In un hotel morì nel luglio del 1933 Raymond Roussel: il più lussuoso ed esclusivo di Palermo, il Grand Hotel des Palmes. E fu una morte assai triste non solo perché dentro un albergo, tempio di per sé dell’estraneità, ma per le circostanze misteriose e ambigue che l’avvolsero. Di quella scomparsa, piena di intrighi e di interrogativi irrisolti, si torna a parlare in questi giorni grazie a un pamphlet, Morte d’autore a Palermo, di Antonio Fiasconaro, edito da Nuova Ipsa, da poco in libreria.
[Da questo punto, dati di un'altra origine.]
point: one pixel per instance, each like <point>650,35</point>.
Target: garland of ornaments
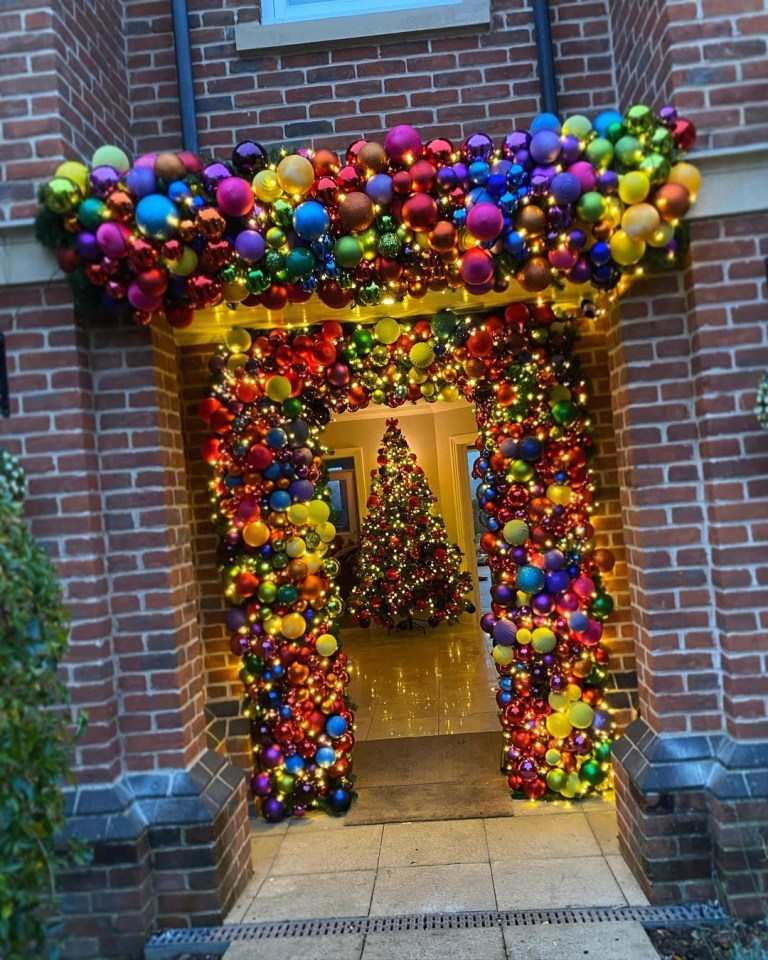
<point>273,394</point>
<point>584,201</point>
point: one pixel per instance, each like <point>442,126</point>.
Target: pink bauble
<point>485,222</point>
<point>585,173</point>
<point>476,267</point>
<point>583,586</point>
<point>563,258</point>
<point>403,144</point>
<point>143,301</point>
<point>113,239</point>
<point>234,197</point>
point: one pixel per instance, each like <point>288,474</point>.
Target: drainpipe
<point>184,75</point>
<point>544,53</point>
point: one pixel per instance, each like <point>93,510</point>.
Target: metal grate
<point>162,945</point>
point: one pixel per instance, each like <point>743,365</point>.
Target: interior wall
<point>428,429</point>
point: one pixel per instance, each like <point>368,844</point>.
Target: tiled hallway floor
<point>544,856</point>
<point>412,685</point>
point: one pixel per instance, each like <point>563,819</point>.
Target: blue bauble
<point>276,438</point>
<point>530,579</point>
<point>280,500</point>
<point>325,757</point>
<point>311,220</point>
<point>157,216</point>
<point>335,726</point>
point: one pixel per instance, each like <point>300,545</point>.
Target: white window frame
<point>290,11</point>
<point>369,23</point>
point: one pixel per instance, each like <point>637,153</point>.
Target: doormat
<point>429,778</point>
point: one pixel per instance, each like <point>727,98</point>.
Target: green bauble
<point>274,262</point>
<point>348,252</point>
<point>300,263</point>
<point>389,245</point>
<point>602,606</point>
<point>563,412</point>
<point>592,773</point>
<point>444,324</point>
<point>363,341</point>
<point>257,281</point>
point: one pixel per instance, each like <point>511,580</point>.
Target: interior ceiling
<point>210,325</point>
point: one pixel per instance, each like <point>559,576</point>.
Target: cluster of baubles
<point>580,200</point>
<point>548,601</point>
<point>272,395</point>
<point>407,568</point>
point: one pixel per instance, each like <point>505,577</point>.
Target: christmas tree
<point>407,568</point>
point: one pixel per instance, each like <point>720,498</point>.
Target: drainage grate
<point>163,944</point>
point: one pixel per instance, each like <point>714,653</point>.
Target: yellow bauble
<point>559,494</point>
<point>625,250</point>
<point>318,510</point>
<point>293,626</point>
<point>298,514</point>
<point>295,175</point>
<point>278,388</point>
<point>266,187</point>
<point>581,715</point>
<point>238,340</point>
<point>683,173</point>
<point>634,187</point>
<point>236,360</point>
<point>76,172</point>
<point>295,548</point>
<point>559,726</point>
<point>543,640</point>
<point>185,265</point>
<point>449,393</point>
<point>503,655</point>
<point>326,644</point>
<point>387,330</point>
<point>256,533</point>
<point>326,531</point>
<point>641,221</point>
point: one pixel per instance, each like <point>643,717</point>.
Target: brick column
<point>687,354</point>
<point>96,421</point>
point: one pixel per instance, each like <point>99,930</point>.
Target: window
<point>285,11</point>
<point>341,21</point>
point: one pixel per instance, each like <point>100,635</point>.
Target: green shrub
<point>35,737</point>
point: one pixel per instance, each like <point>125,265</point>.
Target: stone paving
<point>545,856</point>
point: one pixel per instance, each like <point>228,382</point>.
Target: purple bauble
<point>212,176</point>
<point>272,809</point>
<point>515,142</point>
<point>260,786</point>
<point>520,555</point>
<point>141,181</point>
<point>249,157</point>
<point>566,188</point>
<point>503,594</point>
<point>504,632</point>
<point>477,146</point>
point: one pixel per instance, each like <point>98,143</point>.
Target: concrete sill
<point>251,37</point>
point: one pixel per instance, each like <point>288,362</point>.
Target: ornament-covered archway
<point>273,394</point>
<point>577,208</point>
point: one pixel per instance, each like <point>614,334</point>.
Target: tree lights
<point>272,396</point>
<point>406,569</point>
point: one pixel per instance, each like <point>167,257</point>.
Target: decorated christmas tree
<point>407,569</point>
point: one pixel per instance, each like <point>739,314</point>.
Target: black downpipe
<point>544,52</point>
<point>184,75</point>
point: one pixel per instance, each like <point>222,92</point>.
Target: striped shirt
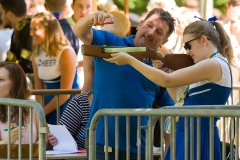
<point>75,117</point>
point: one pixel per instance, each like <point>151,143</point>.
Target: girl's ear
<point>141,22</point>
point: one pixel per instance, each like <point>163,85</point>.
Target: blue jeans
<point>100,154</point>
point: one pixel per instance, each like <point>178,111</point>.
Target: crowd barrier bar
<point>199,112</point>
<point>43,129</point>
<point>54,92</point>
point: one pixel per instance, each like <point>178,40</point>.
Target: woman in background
<point>13,84</point>
<point>54,63</point>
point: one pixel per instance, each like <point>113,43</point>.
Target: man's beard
<point>7,25</point>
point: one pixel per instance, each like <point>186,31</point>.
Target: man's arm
<point>83,28</point>
<point>88,69</point>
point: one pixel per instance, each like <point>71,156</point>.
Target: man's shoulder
<point>112,39</point>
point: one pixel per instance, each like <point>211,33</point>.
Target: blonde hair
<point>216,34</point>
<point>121,24</point>
<point>55,39</point>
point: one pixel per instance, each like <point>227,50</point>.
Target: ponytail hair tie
<point>212,19</point>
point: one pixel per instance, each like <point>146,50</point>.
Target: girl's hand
<point>157,64</point>
<point>120,58</point>
<point>52,139</point>
<point>15,134</point>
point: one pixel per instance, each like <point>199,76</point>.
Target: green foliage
<point>135,6</point>
<point>139,6</point>
<point>220,4</point>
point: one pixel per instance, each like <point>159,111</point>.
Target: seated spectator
<point>54,63</point>
<point>5,38</point>
<point>75,118</point>
<point>14,85</point>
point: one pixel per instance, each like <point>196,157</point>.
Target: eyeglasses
<point>187,46</point>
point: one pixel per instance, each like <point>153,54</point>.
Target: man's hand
<point>98,18</point>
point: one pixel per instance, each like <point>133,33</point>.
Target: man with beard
<point>14,16</point>
<point>122,87</point>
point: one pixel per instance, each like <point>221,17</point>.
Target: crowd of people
<point>45,45</point>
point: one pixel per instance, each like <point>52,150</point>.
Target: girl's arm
<point>37,82</point>
<point>68,69</point>
<point>207,69</point>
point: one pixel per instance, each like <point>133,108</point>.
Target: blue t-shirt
<point>122,87</point>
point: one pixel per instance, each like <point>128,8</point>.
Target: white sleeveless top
<point>49,67</point>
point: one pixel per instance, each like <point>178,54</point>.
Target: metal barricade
<point>54,92</point>
<point>9,102</point>
<point>189,112</point>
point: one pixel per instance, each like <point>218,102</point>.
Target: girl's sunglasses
<point>187,46</point>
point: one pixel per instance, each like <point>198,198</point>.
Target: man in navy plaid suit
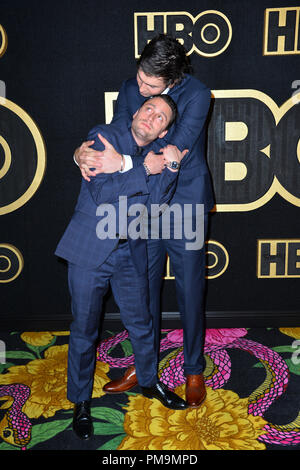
<point>95,261</point>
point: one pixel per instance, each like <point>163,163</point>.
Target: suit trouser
<point>130,289</point>
<point>189,270</point>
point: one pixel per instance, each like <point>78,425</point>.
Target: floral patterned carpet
<point>253,400</point>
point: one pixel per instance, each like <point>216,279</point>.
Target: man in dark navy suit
<point>97,258</point>
<point>163,68</point>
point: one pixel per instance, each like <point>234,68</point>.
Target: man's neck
<point>138,140</point>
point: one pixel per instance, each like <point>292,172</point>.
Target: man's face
<point>150,85</point>
<point>151,120</point>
Il libro di Fiasconaro, redattore dell’edizione palermitana de “La Sicilia”, riaccende l’interesse intorno a un caso liquidato sbrigativamente dagli inquirenti dell’epoca, messo alla luce negli anni Sessanta del secolo scorso da un’inchiesta su “L’Ora” di Mauro De Mauro e, un decennio dopo, da Leonardo Sciascia con un opuscolo denso di dubbi inquietanti, Atti relativi alla morte di Raymond Roussel.

Fiasconaro prende le mosse dagli scritti di De Mauro e di Sciascia per indagare con incisività sulla morte di Raymond Roussel, delineando nei tanti dettagli – curiosi oltre che interessanti – il personaggio Raymond Roussel e tracciando il contesto storico-sociale dentro cui si svilupparono gli eventi.

Raymond Roussel giunse a Palermo nel giugno del 1933. Assieme a lui Charlotte Dufrene, avvenente e raffinata amica più che decennale, e un enigmatico autista assoldato a Parigi. Roussel e l’amica alloggiarono all’Hotel des Palmes in due camere separate ma comunicanti. Roussel rimase a Palermo per una quarantina di giorni, sino al 13 luglio, quando, nel pieno dei festeggiamenti della Santa Patrona, fu ritrovato privo di vita nella camera n.224. Le indagini della magistratura furono rapidissime quanto superficiali: si ritenne che Roussel perse la vita per un abuso di sonniferi e barbiturici.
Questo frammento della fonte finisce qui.